It's the latest volley in the back-and-forth since the court issued its January 2012 McCleary decision. The court ruled that the state had not met its constitutional obligation to fully fund basic education and ordered full funding by the 2018 school year. To keep the heat on lawmakers, the court retained jurisdiction of the case and required lawmakers to file annual progress reports. The relationship began poorly and has deteriorated. Somebody should grab the ball and call a time out. This will not end well.
Last January, two years after the original decision, eight members of the nine-member court showed their frustration by ordering lawmakers to boost funding in the 2014 session and to set out a detailed annual funding plan for hitting the 2018 target. And if lawmakers didn't step up, the court, ever so reluctantly, might have to hold lawmakers in contempt.
Lawmakers complied with the requirement to report back at the end of April. But the response, short form, was, “Wait until next year.”
I'm with the Legislature on this. Lawmakers pointed out that the budget written in 2013 was for two years. The 2014 session was for drafting a supplemental budget, minor adjustments to accommodate changed conditions. Lawmakers also noted the difficulty of producing a plan when the members hold “profoundly different political and policy perspectives…” A bunch of proposals were floated in 2014, only to sink swiftly. Despite widespread agreement on the need to satisfy the court, there's no consensus on how to proceed.
Even if there were, no legislature can bind the next. Any plan adopted in 2014 could be shredded in 2015 by a Legislature with a host of new members.
This impasse need not have happened.
As Justice Jim Johnson (now retired) wrote in dissent last January, the court erred in retaining jurisdiction of McCleary. He calls the continued involvement an unconstitutional violation of separation of powers.

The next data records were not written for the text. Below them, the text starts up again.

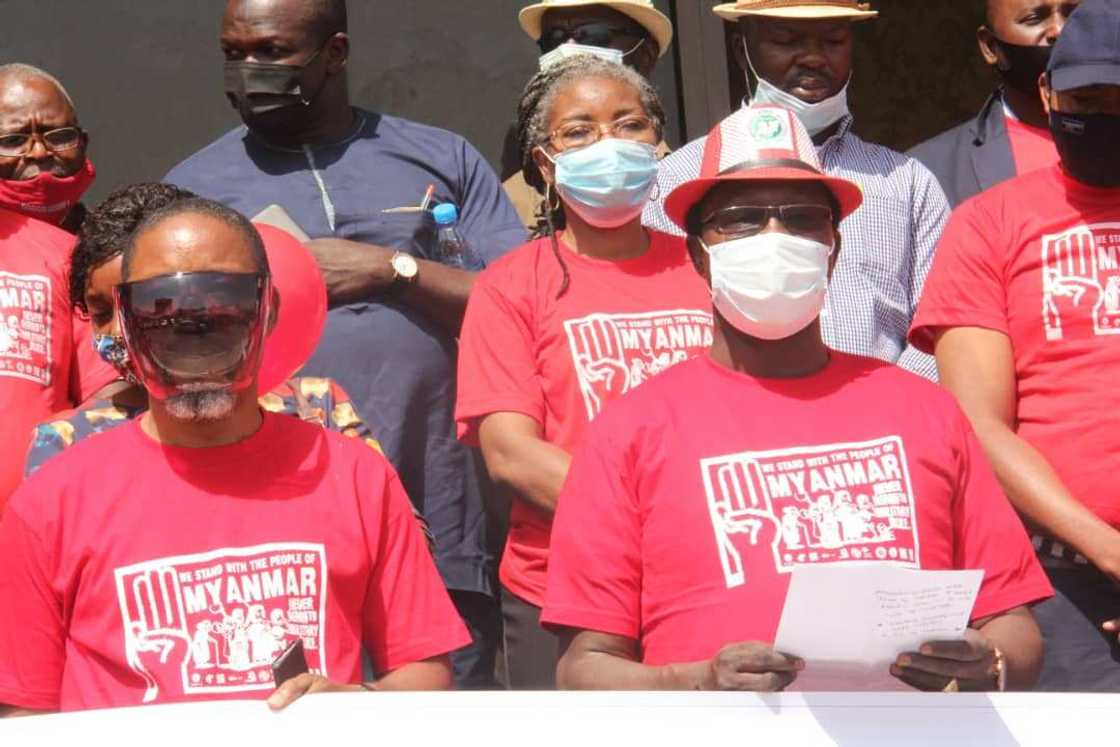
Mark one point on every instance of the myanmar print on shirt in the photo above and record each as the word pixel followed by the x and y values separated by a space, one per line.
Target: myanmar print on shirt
pixel 1081 279
pixel 614 353
pixel 818 504
pixel 25 327
pixel 212 623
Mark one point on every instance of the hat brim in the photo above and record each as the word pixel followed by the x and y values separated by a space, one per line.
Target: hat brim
pixel 730 11
pixel 1079 76
pixel 651 19
pixel 681 199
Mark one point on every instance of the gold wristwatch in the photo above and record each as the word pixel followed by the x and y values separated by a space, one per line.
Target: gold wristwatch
pixel 404 268
pixel 999 672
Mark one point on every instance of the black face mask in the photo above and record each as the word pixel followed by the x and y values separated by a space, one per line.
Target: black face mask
pixel 258 90
pixel 1088 147
pixel 1024 65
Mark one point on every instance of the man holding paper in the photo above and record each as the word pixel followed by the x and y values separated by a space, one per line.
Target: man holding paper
pixel 696 498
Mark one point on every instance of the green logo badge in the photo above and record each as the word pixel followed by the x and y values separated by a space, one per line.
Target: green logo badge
pixel 766 127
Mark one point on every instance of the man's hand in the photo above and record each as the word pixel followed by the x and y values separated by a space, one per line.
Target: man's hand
pixel 1112 627
pixel 970 662
pixel 754 666
pixel 355 272
pixel 352 271
pixel 305 684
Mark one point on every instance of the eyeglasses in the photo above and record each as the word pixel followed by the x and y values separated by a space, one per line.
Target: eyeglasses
pixel 580 134
pixel 15 145
pixel 598 34
pixel 745 221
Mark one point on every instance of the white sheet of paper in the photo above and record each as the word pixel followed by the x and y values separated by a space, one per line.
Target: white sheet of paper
pixel 850 622
pixel 278 217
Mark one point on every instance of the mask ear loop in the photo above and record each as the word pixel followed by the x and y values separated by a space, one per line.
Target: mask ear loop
pixel 634 48
pixel 750 68
pixel 556 243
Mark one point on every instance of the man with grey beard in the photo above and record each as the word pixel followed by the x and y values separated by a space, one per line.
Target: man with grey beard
pixel 205 504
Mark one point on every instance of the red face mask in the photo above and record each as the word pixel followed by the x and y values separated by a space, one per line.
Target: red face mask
pixel 46 197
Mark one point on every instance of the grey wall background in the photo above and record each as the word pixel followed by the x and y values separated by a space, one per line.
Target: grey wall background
pixel 147 74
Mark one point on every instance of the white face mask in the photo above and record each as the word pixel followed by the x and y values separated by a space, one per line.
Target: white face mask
pixel 817 118
pixel 770 286
pixel 571 49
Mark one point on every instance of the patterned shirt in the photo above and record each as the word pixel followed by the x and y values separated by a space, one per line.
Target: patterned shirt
pixel 310 399
pixel 887 245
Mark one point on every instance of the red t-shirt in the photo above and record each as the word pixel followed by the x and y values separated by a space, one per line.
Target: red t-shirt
pixel 1033 148
pixel 46 361
pixel 1036 258
pixel 134 572
pixel 691 501
pixel 561 360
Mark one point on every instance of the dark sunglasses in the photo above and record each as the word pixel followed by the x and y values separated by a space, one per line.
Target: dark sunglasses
pixel 745 221
pixel 598 34
pixel 189 301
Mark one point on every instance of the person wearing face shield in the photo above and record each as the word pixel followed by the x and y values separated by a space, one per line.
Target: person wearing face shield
pixel 571 320
pixel 691 500
pixel 362 185
pixel 1023 310
pixel 95 270
pixel 221 505
pixel 1010 134
pixel 798 54
pixel 631 33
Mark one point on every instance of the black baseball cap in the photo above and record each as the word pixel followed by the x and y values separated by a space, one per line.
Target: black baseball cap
pixel 1088 52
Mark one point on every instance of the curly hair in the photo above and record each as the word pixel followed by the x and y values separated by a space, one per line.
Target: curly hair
pixel 533 113
pixel 108 227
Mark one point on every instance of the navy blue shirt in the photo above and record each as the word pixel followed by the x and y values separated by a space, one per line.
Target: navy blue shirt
pixel 397 364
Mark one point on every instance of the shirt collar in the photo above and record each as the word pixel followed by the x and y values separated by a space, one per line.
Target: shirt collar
pixel 833 140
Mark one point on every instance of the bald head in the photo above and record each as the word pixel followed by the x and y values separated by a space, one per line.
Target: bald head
pixel 16 74
pixel 34 102
pixel 315 19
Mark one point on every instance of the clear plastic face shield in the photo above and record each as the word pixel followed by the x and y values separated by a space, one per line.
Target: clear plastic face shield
pixel 195 330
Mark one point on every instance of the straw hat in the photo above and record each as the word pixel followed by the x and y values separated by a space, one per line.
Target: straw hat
pixel 642 11
pixel 758 143
pixel 796 9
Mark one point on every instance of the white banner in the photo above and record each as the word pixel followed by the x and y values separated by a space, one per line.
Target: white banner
pixel 494 719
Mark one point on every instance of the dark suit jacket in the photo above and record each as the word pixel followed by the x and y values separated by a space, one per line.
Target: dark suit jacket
pixel 971 157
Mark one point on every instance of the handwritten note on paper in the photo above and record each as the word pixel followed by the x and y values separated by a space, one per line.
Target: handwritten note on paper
pixel 849 622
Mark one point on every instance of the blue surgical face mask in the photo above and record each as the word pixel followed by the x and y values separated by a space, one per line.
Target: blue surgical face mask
pixel 608 183
pixel 112 351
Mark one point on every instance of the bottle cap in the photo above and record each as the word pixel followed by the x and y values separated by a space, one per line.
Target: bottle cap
pixel 446 214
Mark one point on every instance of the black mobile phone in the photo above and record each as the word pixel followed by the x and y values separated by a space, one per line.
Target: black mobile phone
pixel 290 662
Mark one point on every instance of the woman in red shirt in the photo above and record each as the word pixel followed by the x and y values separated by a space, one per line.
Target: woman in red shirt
pixel 585 313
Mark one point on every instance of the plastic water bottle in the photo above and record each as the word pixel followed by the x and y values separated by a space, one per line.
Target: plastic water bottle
pixel 453 248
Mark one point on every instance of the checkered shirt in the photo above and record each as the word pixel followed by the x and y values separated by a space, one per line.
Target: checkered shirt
pixel 887 244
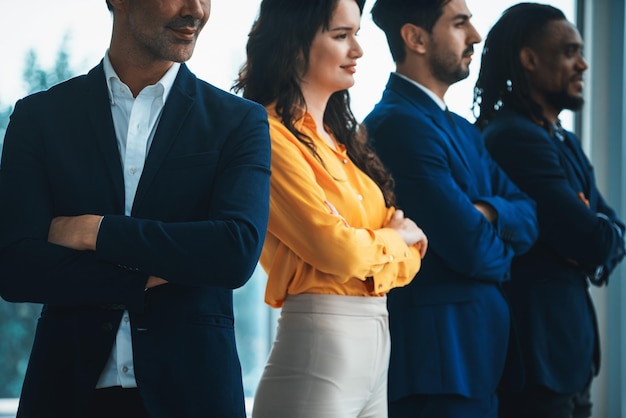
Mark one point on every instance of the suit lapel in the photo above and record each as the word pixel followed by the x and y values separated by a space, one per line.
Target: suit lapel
pixel 103 132
pixel 175 112
pixel 430 109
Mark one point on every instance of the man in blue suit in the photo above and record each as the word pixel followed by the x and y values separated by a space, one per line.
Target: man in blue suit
pixel 450 326
pixel 133 200
pixel 532 70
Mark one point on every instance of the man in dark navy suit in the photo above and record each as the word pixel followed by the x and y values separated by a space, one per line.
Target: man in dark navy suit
pixel 133 200
pixel 533 69
pixel 450 326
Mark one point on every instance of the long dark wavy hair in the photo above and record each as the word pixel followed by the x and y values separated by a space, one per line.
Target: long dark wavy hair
pixel 502 80
pixel 277 59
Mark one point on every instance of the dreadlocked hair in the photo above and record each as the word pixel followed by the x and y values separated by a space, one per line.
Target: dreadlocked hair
pixel 502 80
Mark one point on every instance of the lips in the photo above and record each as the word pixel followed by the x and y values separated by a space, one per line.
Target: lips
pixel 185 33
pixel 351 68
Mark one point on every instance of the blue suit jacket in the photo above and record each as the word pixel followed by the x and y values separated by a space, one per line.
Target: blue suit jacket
pixel 450 326
pixel 549 288
pixel 199 220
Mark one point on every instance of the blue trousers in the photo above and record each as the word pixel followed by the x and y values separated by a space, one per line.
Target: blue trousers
pixel 443 406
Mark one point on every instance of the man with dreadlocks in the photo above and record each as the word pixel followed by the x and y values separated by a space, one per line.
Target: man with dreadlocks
pixel 531 70
pixel 450 326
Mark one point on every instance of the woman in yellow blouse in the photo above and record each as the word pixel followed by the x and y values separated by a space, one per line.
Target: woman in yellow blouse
pixel 335 245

It falls to the Legislature, not the court, to define and fund education.
Johnson dismisses the court's ability to impose sanctions, noting “the founders presciently left us without a tool” for punishing lawmakers.
A contempt finding would be untenable, he writes. It raises too many questions. Which legislators? All of them? The governor or superintendent of public instruction? Fines or imprisonment?
Similar objections surface for Johnson when it comes to dictating school funding. The court lacks the information to make informed budget decisions. The consequences of withholding school funding or cutting other areas of spending are beyond their ken.
By retaining jurisdiction, he says, the court places itself in “territory far unsuitable for the judicial hand.”
Yet, here we are. By retaining jurisdiction, the court risks looking either impotent or arrogant.
In a few months, lawmakers are to show cause why they should not be held in contempt and explain why some remedies proposed by the advocates who brought the case should not be applied. They include: monetary sanctions, ordering specific funding, shutting the schools until they're fully funded, prohibiting other spending, and ordering the sale of state property.
These judgments are outside the court's competence or purview.
Last week on TVW, House Ways and Means Chair Rep. Ross Hunter, D-Medina, said he expects a contempt ruling.
“What's interesting,” he adds, “is how is the court going to apply pressure … and are they going to do it in a way that's constructive rather than goofy.”
The timing is already goofy. School will be in session when oral arguments are held. There's no reason for the court to assume bad faith on the part of the state and no reason to act before the 2015 session begins.
The constructive response would be for the court to step back and let the legislative process work. Ordering tax increases or spending cuts won't resolve the matter. In our state, taxes trigger initiatives and decisions are made at the ballot box.
I'm not sure anyone wants to discover whom the voters hold in contempt.